The 60 million bison that populated the Western plains by the time of Lewis and Clark’s journey were the result of a sudden, recent population explosion that followed the eradication of most of the hunters who had previously kept bison numbers in check. The flocks of passenger pigeons that could darken the sky for hours were a similar phenomenon, made possible when widespread fields of grain abruptly went unharvested.
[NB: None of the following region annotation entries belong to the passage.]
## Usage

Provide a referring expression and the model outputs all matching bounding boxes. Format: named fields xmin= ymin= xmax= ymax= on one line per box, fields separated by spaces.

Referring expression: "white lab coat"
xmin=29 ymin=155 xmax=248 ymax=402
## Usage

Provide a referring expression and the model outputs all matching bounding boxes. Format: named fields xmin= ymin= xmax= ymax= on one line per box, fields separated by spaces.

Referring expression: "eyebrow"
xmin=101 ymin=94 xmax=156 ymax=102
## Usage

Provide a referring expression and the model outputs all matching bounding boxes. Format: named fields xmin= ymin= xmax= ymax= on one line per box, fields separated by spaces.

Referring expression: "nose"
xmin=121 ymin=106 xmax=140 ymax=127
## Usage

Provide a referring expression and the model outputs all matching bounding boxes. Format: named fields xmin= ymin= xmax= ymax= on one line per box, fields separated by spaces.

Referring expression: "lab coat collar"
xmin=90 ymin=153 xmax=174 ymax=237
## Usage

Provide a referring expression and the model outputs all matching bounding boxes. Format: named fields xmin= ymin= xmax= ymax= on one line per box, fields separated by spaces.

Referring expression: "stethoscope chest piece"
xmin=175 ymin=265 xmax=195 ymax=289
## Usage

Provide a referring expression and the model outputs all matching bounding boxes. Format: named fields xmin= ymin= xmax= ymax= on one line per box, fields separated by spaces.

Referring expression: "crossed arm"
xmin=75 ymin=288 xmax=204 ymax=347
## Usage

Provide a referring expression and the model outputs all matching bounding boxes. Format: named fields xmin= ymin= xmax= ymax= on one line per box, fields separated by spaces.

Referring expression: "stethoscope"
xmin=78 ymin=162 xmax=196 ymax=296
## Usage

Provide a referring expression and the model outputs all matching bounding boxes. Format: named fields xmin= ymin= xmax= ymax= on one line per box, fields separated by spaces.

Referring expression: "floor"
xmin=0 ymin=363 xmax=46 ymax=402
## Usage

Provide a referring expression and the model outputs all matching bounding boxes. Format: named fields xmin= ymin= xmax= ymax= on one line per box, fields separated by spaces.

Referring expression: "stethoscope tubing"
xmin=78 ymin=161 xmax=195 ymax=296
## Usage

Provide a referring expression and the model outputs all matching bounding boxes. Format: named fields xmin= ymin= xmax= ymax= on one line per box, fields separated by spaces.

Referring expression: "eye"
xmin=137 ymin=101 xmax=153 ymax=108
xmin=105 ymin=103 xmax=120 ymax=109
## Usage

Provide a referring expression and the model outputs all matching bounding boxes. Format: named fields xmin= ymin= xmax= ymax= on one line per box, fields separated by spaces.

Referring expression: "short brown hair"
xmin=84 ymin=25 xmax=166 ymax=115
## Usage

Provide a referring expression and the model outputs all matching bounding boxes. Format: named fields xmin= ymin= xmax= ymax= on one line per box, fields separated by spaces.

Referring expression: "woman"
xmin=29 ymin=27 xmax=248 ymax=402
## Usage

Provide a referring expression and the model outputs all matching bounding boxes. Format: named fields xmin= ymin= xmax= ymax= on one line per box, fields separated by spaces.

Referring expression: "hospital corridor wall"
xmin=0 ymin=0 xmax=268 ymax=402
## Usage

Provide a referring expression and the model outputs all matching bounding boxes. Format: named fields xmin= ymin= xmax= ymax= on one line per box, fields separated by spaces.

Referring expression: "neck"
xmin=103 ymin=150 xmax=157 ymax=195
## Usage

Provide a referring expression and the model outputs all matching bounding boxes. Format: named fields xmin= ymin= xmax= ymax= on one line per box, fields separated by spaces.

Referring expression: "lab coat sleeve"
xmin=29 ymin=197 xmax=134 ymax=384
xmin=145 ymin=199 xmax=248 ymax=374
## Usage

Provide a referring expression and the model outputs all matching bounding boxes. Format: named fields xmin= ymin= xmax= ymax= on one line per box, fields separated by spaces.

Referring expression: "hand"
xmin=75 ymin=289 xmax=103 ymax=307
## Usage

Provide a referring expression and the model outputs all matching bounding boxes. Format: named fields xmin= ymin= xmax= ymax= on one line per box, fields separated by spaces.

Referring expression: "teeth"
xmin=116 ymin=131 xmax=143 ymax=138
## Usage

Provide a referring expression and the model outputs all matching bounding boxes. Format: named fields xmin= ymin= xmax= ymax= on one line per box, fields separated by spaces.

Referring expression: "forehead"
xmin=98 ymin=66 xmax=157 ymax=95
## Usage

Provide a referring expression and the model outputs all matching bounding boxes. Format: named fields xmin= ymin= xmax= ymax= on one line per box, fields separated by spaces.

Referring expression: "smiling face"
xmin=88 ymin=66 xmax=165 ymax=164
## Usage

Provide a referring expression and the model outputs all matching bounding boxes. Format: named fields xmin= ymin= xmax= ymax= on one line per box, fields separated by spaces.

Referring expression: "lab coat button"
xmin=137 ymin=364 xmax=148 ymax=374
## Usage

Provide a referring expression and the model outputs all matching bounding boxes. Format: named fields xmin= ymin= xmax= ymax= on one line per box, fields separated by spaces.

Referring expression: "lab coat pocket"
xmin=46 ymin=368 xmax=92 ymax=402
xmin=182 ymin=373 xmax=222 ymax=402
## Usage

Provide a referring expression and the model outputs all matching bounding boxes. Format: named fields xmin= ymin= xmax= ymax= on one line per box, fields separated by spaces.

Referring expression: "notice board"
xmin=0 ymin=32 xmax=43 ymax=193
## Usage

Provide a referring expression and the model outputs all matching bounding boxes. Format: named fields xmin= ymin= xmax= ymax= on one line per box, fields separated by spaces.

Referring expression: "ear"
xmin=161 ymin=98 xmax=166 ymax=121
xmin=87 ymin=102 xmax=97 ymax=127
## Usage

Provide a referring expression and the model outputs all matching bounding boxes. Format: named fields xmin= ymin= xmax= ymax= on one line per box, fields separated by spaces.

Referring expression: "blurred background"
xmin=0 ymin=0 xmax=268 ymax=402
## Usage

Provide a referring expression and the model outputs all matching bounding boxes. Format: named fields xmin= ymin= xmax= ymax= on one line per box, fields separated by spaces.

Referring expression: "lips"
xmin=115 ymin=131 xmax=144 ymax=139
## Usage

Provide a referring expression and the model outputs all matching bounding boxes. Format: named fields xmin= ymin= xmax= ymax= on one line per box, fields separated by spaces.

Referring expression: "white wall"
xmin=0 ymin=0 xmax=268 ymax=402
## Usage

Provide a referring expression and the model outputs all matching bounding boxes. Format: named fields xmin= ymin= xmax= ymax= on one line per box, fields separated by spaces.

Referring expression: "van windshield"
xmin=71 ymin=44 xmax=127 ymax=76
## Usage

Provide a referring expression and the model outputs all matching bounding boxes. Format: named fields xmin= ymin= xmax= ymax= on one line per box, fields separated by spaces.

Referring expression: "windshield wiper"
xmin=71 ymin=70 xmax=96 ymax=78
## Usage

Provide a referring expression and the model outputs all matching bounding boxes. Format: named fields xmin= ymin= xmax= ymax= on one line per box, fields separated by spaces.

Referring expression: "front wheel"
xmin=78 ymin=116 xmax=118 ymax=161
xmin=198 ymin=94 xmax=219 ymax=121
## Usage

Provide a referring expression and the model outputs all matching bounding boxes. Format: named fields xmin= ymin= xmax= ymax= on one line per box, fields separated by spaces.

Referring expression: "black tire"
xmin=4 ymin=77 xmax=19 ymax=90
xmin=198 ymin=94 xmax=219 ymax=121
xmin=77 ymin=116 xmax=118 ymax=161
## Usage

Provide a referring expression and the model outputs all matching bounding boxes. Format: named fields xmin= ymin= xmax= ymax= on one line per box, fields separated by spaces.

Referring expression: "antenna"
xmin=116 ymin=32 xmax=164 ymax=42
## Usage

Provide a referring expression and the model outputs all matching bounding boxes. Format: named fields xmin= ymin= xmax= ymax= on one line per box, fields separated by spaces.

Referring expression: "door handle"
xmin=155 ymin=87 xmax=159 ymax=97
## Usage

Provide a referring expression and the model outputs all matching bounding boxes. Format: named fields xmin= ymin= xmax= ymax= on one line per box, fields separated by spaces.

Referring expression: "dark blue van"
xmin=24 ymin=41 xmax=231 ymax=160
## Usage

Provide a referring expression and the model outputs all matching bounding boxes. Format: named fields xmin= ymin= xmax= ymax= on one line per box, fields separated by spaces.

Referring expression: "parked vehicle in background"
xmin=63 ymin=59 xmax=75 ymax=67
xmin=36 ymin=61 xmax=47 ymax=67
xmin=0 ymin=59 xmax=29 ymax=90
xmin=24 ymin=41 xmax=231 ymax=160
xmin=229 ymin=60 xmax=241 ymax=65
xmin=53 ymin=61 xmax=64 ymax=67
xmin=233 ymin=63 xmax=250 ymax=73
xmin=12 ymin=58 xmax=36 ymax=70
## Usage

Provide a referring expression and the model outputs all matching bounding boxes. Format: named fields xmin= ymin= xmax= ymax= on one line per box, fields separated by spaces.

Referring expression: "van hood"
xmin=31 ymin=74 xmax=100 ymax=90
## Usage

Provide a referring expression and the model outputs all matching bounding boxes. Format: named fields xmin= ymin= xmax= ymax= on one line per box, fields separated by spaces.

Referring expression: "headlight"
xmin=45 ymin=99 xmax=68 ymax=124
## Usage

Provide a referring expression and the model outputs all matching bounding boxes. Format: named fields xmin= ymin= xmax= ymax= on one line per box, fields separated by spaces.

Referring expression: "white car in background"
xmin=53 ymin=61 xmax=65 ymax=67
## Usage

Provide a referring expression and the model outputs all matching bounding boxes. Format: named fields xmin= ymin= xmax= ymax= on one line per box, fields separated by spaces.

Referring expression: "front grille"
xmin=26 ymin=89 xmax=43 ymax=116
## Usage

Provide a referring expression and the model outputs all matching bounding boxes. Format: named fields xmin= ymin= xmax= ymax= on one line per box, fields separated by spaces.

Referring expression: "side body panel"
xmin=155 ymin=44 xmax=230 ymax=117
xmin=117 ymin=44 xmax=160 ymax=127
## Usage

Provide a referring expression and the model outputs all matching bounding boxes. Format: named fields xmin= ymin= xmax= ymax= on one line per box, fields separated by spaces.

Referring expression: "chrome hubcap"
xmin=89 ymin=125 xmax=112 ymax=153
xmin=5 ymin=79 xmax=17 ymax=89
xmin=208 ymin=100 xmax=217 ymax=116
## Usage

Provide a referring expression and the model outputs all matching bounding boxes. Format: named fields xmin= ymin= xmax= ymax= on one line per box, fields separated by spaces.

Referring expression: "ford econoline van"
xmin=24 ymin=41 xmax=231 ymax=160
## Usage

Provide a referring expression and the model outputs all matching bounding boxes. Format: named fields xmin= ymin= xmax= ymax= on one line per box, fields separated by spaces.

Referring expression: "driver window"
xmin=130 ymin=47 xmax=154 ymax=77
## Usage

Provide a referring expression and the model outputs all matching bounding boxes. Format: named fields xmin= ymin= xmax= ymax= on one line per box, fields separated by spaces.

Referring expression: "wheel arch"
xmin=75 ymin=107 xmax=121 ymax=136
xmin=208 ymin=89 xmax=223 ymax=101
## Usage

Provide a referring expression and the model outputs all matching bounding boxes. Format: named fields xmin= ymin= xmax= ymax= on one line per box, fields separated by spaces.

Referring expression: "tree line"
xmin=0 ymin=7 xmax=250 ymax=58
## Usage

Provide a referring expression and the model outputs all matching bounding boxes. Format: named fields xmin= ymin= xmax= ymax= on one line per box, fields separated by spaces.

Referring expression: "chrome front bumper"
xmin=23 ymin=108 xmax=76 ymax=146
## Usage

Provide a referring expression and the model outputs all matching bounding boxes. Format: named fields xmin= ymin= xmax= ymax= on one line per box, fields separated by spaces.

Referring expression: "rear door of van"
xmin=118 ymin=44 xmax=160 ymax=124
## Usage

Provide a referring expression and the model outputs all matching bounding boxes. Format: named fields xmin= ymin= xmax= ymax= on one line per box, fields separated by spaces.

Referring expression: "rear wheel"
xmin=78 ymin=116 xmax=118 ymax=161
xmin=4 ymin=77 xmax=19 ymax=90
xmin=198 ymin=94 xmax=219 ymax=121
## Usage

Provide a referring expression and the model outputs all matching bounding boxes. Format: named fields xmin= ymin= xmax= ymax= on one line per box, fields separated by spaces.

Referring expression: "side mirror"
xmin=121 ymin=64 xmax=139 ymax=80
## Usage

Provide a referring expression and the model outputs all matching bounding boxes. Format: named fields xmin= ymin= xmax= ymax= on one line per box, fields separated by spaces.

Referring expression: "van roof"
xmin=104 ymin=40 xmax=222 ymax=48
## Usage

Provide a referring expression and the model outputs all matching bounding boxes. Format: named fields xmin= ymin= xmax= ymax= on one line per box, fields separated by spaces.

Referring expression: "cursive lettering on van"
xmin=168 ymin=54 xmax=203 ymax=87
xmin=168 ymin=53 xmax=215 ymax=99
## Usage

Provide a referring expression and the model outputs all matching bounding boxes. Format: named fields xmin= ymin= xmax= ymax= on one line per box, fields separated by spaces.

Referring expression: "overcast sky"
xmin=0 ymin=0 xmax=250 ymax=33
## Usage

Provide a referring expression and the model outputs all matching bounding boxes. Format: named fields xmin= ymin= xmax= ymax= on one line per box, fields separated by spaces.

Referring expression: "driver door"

The climax chestnut forest that stretched from New England to Georgia and into the Midwest was planted.
Because Indians didn’t have domestic animals other than dogs (there were no readily domesticable wild animals in this hemisphere), and did not keep cows or pigs — whence Europeans acquired their most pernicious diseases — the natives had not developed any immunity to the poxes and flus that were their undoing. They hadn’t even evolved the physiology that enabled Old World peoples to acquire immunity to such pathogens.
When Pizarro marched into the Inca empire, he conquered a land where nine of 10 people had died in the past few years. A holocaust on this scale is almost unimaginable. The nearest event in European history is the bubonic plague, which killed far fewer people over a much longer span (and the Black Death, too, was passed on to the Indians).
This new reading of history turns much of our modern sensibility on its head, a matter of no small import to we who face an increasingly uncertain climatological future. Global warming is already permitting tropical diseases to move north, global transportation has loosed West Nile virus and Ebola from their homelands and avian flu is, right now, infecting millions of migratory birds.
The environmental myths we have spun around natives living in the wilderness want updating, as well. What they accomplished was far more significant than living off the fat of an unspoiled New World. From Canada to Argentina, indigenous cultures had created a garden which endured for tens of thousands of years, supporting millions of people without despoiling the natural systems that kept it going.
We have wreaked environmental havoc in just a few hundred years.
In telling this tale, Mann fills in details that will sicken any but the most heartless Columbus devotees. According to contemporaneous journalists, on his second and third voyages Columbus’ men were hunting Arawak Indians for sport and feeding them to their dogs, and cutting off the hands and feet of those unwilling to be enslaved, or who aborted babies to save them from slavery.
Heavy reading this Columbus Day, to be sure. But surely required reading for teachers, students and anyone who cares to peer beyond the cloying claptrap of mythology.